Video Transcript
A light ray traveling in air is
incident on the flat surface of a plastic block, hitting the surface at an angle of
45 degrees from the line normal to it. The refracted ray in the block
travels at an angle of 33 degrees to the line normal to the surface. What is the refractive index of the
plastic? Give your answer to one decimal
place.
In this question, we’re dealing
with a ray of light initially traveling in air. The ray is incident on the surface
of a plastic block, and we want to determine the refractive index of the
plastic. We will start by drawing out this
problem.
So let’s begin by saying that this
is the initial ray of light. We’ve been told that this ray is
incident on the flat surface of a plastic block. So let’s say that this is the
plastic block. To make things clear, let’s label
the air and plastic block as follows. Now, additionally, we’ve been told
that this ray of light hits the surface of the plastic block at an angle of 45
degrees from the line normal to the surface. So, if this is the surface of the
plastic block, then this is the line normal to that surface, because the normal line
is at 90 degrees to the surface, perpendicular to the surface. That’s what it means for it to be
normal. And so the angle between the ray
and the normal line here is 45 degrees. Let’s call this angle 𝜃 sub
one.
Now, because this ray of light is
traveling from air to plastic, in other words, from a medium with a certain
refractive index to a medium with a different refractive index, this ray of light is
going to refract or change direction in the plastic block. We’ve specifically been told that
the refracted ray in the block travels at an angle of 33 degrees to the line normal
to the surface. And so if we imagine that this is
the ray of light now traveling through the plastic block, then we can say that the
angle between that ray of light and the normal line, which we will call here 𝜃 sub
two, is equal to 33 degrees as we’ve been told in the question.

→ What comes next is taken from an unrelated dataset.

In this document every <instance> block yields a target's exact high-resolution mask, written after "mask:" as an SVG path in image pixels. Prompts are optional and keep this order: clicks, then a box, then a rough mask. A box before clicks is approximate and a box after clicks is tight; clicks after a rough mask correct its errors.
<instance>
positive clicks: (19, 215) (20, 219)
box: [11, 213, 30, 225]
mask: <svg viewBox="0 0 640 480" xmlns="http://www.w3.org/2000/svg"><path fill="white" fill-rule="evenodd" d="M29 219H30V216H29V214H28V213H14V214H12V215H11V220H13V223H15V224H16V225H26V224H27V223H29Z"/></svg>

Now that we have drawn out the
problem, we need to work out the refractive index of the plastic that results in
this specific refraction. To do this, we need to recall
Snell’s law. This is given by the equation 𝑛
sub 𝑖 multiplied by sin 𝜃 sub 𝑖 equals 𝑛 sub 𝑟 multiplied by sin 𝜃 sub 𝑟,
where 𝑛 sub 𝑖 is the refractive index of the light ray’s initial material. 𝑛 sub 𝑟 is the refractive index
of the light ray’s final material. 𝜃 sub 𝑖 is the angle of
incident. And 𝜃 sub 𝑟 is the angle of
refraction.
We want to calculate the refractive
index of the plastic, which is the light ray’s final material. So we need to rearrange this
equation to make 𝑛 sub 𝑟 the subject. We can do this by dividing both
sides of the equation by sin 𝜃 sub 𝑟, which will leave us with 𝑛 sub 𝑟 equals 𝑛
sub 𝑖 sin 𝜃 sub 𝑖 over sin 𝜃 sub 𝑟.
Now, we are told in the question
that the light ray’s initial material is air. So 𝑛 sub 𝑖 is the refractive
index of air. We can recall that the refractive
index of air is very close to one and can be approximated as equal to exactly
one. So 𝑛 sub 𝑖 equals one. We also know that the angle of
incidence is this angle here. So 𝜃 sub 𝑖 is equal to 45
degrees. And the angle of refraction is this
angle here. So 𝜃 sub 𝑟 equals 33 degrees. Substituting these values into this
equation and grabbing a calculator, we find that 𝑛 sub 𝑟 is equal to 1.298 and so
on.
We need to give this answer to one
decimal place. So, if we round this up, we find
that 𝑛 sub 𝑟 is equal to 1.3. And we have arrived at the final
answer. The refractive index of the plastic
is 1.3.